A présent que nous avons vu le processus de rattachement géodésique des marégraphes dans un référentiel terrestre mondial, il convient d'évaluer sa qualité. Pour ce faire, nous avons décomposé celui-ci en ses trois maillons " naturels "; chacun correspondant à l'un des trois domaines techniques considérés : la marégraphie, le nivellement et la géodésie spatiale.
Le découpage choisi se justifie d'autant que les erreurs systématiques propres aux instruments d'un domaine peuvent raisonnablement être envisagées comme indépendantes des erreurs systématiques générées par les instruments des deux autres domaines. A cet égard, rappelons que les erreurs systématiques indépendantes subsistent, se cumulent, et se retrouvent dans le résultat final. Ceci quelle que soit la multiplicité des observations. En revanche, lorsqu'elles sont dépendantes, un effet de compensation peut se produire. Quant aux erreurs d'observation ou erreurs accidentelles, elles ne rentrent pas dans le propos de ce chapitre puisqu'elles ne se rapportent pas aux instruments eux-mêmes, mais à l'exploitation de leurs résultats. Ces erreurs sont dites accidentelles car elles se produisent tantôt dans un sens, tantôt dans un autre, à l'inverse des erreurs systématiques qui se produisent systématiquement dans un sens. Si l'on suppose que les erreurs d'observation sont nombreuses, indépendantes, indifféremment positives ou négatives et où chacune d'elles est petite par rapport à la somme de toutes les autres, la loi des grands nombres postule que leurs valeurs tendent à se grouper autour de leur moyenne théorique zéro. La fréquence des plus grandes diminuant à mesure qu'elles s'écartent de la moyenne. La loi de probabilité des erreurs accidentelles est alors légitimement représentée par une courbe de Gauss centrée.
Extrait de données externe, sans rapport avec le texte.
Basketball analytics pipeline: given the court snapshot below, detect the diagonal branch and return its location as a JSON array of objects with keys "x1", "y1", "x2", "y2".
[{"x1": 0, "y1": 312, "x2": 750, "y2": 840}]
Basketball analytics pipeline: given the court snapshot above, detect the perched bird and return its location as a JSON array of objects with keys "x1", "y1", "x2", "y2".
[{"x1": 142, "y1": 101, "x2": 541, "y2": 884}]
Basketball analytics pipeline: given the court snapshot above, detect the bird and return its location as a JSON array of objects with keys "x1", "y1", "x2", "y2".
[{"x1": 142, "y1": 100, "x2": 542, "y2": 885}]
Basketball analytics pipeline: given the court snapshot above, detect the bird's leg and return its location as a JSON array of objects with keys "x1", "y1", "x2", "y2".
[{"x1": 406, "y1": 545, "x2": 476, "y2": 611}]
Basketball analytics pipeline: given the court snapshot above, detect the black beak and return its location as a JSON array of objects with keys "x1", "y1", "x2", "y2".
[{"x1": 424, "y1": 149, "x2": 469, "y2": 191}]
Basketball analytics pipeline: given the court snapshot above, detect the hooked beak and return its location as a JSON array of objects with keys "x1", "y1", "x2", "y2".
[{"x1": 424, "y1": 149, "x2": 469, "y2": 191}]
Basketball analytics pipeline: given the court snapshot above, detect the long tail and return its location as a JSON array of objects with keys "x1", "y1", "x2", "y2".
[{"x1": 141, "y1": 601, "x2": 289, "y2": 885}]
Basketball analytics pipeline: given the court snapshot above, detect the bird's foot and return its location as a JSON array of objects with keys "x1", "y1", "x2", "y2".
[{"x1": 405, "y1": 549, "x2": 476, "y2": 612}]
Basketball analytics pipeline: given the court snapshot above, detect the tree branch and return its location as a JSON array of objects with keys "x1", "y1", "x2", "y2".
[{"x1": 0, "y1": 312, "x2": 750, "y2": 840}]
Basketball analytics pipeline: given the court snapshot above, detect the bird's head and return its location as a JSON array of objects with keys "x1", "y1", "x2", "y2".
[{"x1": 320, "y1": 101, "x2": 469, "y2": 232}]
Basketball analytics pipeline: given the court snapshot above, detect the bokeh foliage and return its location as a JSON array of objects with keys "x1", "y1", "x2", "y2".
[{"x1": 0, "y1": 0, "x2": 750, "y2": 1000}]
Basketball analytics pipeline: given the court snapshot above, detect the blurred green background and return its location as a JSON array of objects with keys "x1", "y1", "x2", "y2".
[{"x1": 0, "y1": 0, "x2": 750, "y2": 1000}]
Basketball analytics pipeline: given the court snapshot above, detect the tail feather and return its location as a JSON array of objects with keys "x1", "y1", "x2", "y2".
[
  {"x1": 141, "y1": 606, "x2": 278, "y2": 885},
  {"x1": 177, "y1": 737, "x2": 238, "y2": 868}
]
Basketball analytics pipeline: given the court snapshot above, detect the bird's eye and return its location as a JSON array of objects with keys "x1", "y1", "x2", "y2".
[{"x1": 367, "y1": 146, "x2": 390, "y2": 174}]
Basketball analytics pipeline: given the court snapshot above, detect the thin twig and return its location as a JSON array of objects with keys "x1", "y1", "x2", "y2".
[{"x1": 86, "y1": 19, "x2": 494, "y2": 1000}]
Notons que parmi les imperfections génératrices d'erreurs systématiques, les unes sont connues et déterminées, d'autres sont connues mais non déterminées, voire non déterminables, et certaines enfin ne sont pas connues et a fortiori ne sont pas susceptibles d'être déterminées. Aussi, il serait nécessaire de faire pour chaque instrument pris individuellement une étude complète et rigoureuse des erreurs systématiques dues à la fois à sa conception matérielle et aux conditions de son fonctionnement. Ce travail dépasse largement le cadre de ce travail. Nous nous sommes donc limités à quelques techniques de chaque domaine, en général les plus significatives à l'heure actuelle, sans toutefois rentrer dans les considérations des réalisations pratiques, spécifiques aux constructeurs.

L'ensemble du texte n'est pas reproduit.